Or stick to the hook with a dab of superglue


----------



## Dodge (Oct 12, 2005)

In lawn mowing days used that grub name a lot to test any posh lady client reactions, in lawn pests it's called a cockchafer grub. Might add with the ladies some blushed, and others laughed and immediately made cockchafer jokes .


----------



## grinner (May 15, 2008)

Mate i have tried those in my little stretch of the river and they did no good. 
That may not mean much.
The good old fashioned garden worm caught a few eel tailed catties in the same stretch


----------



## Barrabundy (Sep 29, 2008)

Dodge said:


> In lawn mowing days used that grub name a lot to test any posh lady client reactions, in lawn pests it's called a cockchafer grub. Might add with the ladies some blushed, and others laughed and immediately made cockchafer jokes .

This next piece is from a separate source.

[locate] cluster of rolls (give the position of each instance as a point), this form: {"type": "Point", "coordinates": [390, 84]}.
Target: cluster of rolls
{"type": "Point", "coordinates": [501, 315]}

_Hello Mr Dodge, I'm wondering if you could come over and sort out a problem I'm having at home, it could be a cockchafer but I'm sure you'll be able to help out with that sort of thing._


----------



## Guest (Mar 19, 2014)

filthy said:


> Has anyone tried them as bait before, might work well maybe on bream?


As a kid, tried them and failed chasing Redfin but don't let someone else's results influence you. Like lures, what does not work for one may work for another. Try a grub on a second line of hook. If you have success, there's a method to catch them with wet carpet or hessian on the following website:

http://www.sgaonline.org.au/white-curl-grub/


----------



## rodrocket (Apr 24, 2012)

Bertros said:


> RhubarbTheYeti said:
> 
> 
> > Mmmmmmmmmmmmm - Corby Grubs
> ...


No Yeti, these are fresh water (non-schapelle)
The "Schapelle" variety can be easily identified because 
they have a boogie board attached ;-)


----------



## RhubarbTheYeti (Oct 28, 2013)

rodrocket said:


> Bertros said:
> 
> 
> > RhubarbTheYeti said:
> ...


Thanks Rod but that was Bertros with the Schapelle comment


----------



## rodrocket (Apr 24, 2012)

Ok, got it.
Btw Yeti, what did you end up doing re PA's, or are u still contemplating


----------



## RhubarbTheYeti (Oct 28, 2013)

rodrocket said:


> Ok, got it.
> Btw Yeti, what did you end up doing re PA's, or are u still contemplating


Still contemplating - the Outback is still serving me well at the moment and just starting construction of the solid annex on my van here in Tas before I head back to SA for a few months work. No rush


----------